I am running the final query page wise, and hence using the cursor
again to load the next page.
To save time over this operation, I append all the last element cursor
in a list and just use them to make the query to reload the page:
query ($user:String!, $str:String!, $str2:String!, $curs:String!) {
user(login: $user) {
repositories(first: 10, ownerAffiliations: OWNER, orderBy: {field: $str, direction: $str2}, after: $curso) {
nodes {
name
isFork
}
edges {
cursor
}
}
}
}
Once we the results after running the respective Queries, they are in a similar but, distinct format.
For example, running the above query for --list
, in a specific iteration with the given variables:
{
"user": "Fifirex"
"str": STARGAZERS
"str2": DESC
"curs": "Y3Vyc29yOnYyOpIAzhP2Lcc="
}
This is the output:
{
"data": {
"user": {
"repositories": {
"nodes": [
{
"name": "my-first-rep",
"isFork": false
},
{
"name": "github-slideshow",
"isFork": false
}
],
"edges": [
{
"cursor": "Y3Vyc29yOnYyOpIAzhP1MMU="
},
{
"cursor": "Y3Vyc29yOnYyOpIAzhMJqqM="
}
]
}
}
}
}
If I store this in a container result
, to navigate to a specific value (say, 2nd Repo name
), I need to use:
name = result["data"]["user"]["repositories"]["nodes"][1]["name"]
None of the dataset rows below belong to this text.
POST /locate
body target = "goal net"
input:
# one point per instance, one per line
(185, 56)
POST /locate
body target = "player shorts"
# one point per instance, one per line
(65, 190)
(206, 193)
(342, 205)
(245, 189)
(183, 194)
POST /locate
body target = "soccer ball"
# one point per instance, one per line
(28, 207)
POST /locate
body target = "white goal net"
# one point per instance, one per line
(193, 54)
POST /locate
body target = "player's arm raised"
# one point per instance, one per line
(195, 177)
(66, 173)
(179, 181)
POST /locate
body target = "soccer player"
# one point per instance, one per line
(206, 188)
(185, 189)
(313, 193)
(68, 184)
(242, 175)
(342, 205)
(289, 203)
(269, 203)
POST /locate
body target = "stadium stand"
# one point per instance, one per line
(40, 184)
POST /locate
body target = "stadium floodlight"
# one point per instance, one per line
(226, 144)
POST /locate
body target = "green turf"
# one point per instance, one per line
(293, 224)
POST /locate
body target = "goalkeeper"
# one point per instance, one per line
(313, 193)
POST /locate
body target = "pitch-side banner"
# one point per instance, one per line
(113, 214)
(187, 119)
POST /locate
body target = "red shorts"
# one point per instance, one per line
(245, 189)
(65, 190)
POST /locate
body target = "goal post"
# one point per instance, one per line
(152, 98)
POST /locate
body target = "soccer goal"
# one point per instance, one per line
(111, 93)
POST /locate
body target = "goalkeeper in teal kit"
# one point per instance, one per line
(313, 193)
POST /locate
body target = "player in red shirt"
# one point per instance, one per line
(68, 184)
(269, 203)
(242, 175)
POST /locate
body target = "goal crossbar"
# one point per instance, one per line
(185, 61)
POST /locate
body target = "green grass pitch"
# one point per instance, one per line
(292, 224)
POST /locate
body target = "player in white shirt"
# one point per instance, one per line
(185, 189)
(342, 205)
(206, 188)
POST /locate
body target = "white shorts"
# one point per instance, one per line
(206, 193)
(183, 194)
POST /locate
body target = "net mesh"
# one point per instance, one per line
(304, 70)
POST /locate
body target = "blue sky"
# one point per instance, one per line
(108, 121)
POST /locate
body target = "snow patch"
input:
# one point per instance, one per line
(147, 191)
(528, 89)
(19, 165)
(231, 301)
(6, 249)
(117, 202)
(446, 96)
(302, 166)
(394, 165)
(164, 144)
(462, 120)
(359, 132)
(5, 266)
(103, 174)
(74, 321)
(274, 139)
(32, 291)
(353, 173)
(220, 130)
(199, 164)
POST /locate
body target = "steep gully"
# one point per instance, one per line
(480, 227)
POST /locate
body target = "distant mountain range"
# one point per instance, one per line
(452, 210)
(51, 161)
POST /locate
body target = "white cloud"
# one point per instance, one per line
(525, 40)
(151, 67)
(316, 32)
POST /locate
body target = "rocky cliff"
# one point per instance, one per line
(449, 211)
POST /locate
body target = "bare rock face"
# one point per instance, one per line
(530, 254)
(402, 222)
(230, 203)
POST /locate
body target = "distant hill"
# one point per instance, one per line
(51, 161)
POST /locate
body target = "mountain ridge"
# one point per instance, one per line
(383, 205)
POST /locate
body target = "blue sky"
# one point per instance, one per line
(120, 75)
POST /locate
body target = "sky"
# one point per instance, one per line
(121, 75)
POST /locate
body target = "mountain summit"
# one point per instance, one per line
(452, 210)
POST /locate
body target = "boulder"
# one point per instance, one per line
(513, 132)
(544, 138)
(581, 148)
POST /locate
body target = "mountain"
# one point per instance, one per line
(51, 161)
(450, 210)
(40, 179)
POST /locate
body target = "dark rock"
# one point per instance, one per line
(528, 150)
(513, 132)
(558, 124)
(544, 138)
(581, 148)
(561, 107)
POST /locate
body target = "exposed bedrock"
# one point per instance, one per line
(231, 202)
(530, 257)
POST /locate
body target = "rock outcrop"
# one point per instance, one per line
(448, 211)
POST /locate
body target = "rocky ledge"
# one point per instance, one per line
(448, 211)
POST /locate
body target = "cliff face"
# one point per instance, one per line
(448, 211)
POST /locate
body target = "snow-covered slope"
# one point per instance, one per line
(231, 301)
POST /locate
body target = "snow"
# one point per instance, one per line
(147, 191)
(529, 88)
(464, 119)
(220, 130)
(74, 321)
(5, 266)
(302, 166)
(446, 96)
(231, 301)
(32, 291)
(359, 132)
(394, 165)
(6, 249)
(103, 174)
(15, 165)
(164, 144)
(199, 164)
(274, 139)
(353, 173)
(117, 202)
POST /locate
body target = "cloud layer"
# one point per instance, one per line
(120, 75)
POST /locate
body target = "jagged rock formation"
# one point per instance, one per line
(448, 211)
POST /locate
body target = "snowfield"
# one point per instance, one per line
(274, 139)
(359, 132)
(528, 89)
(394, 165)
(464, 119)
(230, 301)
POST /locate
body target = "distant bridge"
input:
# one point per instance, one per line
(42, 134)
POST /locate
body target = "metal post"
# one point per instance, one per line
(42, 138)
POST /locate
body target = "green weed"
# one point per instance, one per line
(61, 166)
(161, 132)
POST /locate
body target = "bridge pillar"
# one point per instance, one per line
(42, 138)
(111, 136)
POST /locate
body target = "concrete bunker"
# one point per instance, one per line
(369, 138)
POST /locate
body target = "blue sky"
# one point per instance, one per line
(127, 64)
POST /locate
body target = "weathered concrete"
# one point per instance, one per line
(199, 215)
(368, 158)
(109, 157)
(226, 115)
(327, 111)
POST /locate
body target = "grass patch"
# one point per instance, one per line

# name = "github-slideshow"
This is all about how the code works. I might've missed a couple of points about speed computations, Graph Tangling, pagination, etc. but those were the major issues (learnings, perhaps?) that were faced.
Let's get to the installation now!
NOTE : This is a Unix Executable File, which can be run only on Unix-like OS (Linux or MacOS). For using the file on Windows, you can extract the Python core and convert it to a .exe file, and add it to the PATH in a similar fashion.
NOTE : For API access, we need an access token (mentioned in Section 1). Generate one and add it to the line 8 in the code.
First, we need th code. Clone the repository into a Directory of your choice using
git clone https://github.com/Fifirex/KOSS-Selections-API.git
Once we have the executable file, just typing ./FifiGit
while in the Directory will run the program. To make it a true CLI, we need meddle with the $PATH
.
First, make a temporary bin
which will then be added to the PATH
$ mkdir -p ~/bin
$ cp FifiGit ~/bin
$ export PATH=$PATH":$HOME/bin"
This creates a copy of the file in the $PATH
and now you can run it by just,
$ FifiGit Fifirex -u
>
> ...
Pretty neat, eh?
To go a step further, where we can run this command from anywhere in the system and don't have to PATH
it again and again, we can change the ~/.bash_profile
to echo
the above commands everytime Terminal is run.
To do that, we edit the ~/.bash_profile
$ open -e .bash_profile
This opens the file in TextEdit, now just add the following line at the end of the file
export PATH=$PATH":$HOME/bin"
Go to the home directory and source .bash_profile
to update the changes.
$ cd ~
$ source .bash_profile
and Voilà!
now you can run the file from anywhere on the system by just typing FifiGit
with the format mentioned above on your Terminal.